An on-the-fly approach optimized switching: A special case of free energy simulation under nonequilibrium feedback control

We discuss the optimized switching free energy simulations in an analogy with the systems which are driven under nonequilibrium feedback control. We find an on-the-fly simulation approach of switching optimization is a special case of the nonequilibrium process under feedback control. In this approach, the switching rate is allowed to vary during the simulation and the optimization is done on-the-fly by utilizing the part of the simulation outcomes as the feedback information. In such a case, one should use generalized Jarzynski equality under nonequlilibrium feedback control for free energy calculation instead original Jarzynski equality.

💡 Research Summary

The paper addresses a fundamental limitation in the use of the Jarzynski equality for free‑energy calculations under nonequilibrium switching protocols. The conventional Jarzynski equality, ⟨e⁻ᵝᴡ⟩ = e⁻ᵝΔF, assumes that the external control parameter λ(t) follows a predetermined schedule, and that no information about the system’s instantaneous state is fed back into the protocol. In practice, especially for high‑dimensional or rugged energy landscapes, the optimal λ(t) is unknown a priori, leading to sub‑optimal work distributions with large variances and consequently poor convergence of the free‑energy estimate.

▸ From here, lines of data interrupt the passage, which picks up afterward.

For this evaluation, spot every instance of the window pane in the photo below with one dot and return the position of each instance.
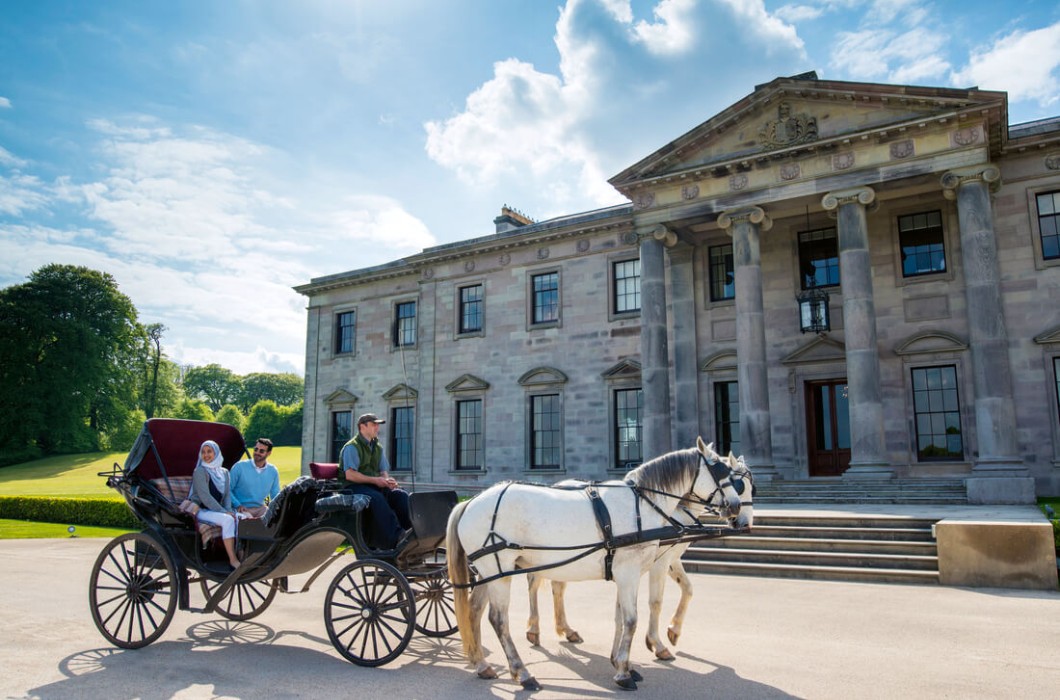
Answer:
(470, 434)
(402, 423)
(345, 331)
(471, 309)
(546, 297)
(722, 273)
(818, 255)
(405, 324)
(545, 432)
(628, 429)
(937, 414)
(626, 285)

To overcome this, the authors propose an “on‑the‑fly” optimization scheme in which the switching rate is continuously adjusted during the simulation based on partial results already obtained. At regular intervals the simulation records quantities such as the instantaneous average work, its variance, and possibly other order parameters. This information is then used as feedback to modify the rate dλ/dt, effectively steering the system along a more efficient nonequilibrium path. The authors argue that this feedback‑driven protocol is a special case of nonequilibrium processes under feedback control, a framework that has been rigorously treated in stochastic thermodynamics.

When feedback is present, the standard Jarzynski equality no longer holds because the work distribution is conditioned on the measurement outcomes that influence the protocol. Sagawa and Ueda’s generalized Jarzynski equality, ⟨e⁻ᵝ(W−ΔI)⟩ = e⁻ᵝΔF, incorporates the information term ΔI, which quantifies the mutual information between the measurement outcomes and the system state. In the context of the on‑the‑fly approach, ΔI can be estimated from the statistics of the measured work and the control adjustments. The authors provide a concrete prescription for calculating ΔI using Bayesian inference or kernel‑density estimators, thereby allowing the generalized equality to be applied directly.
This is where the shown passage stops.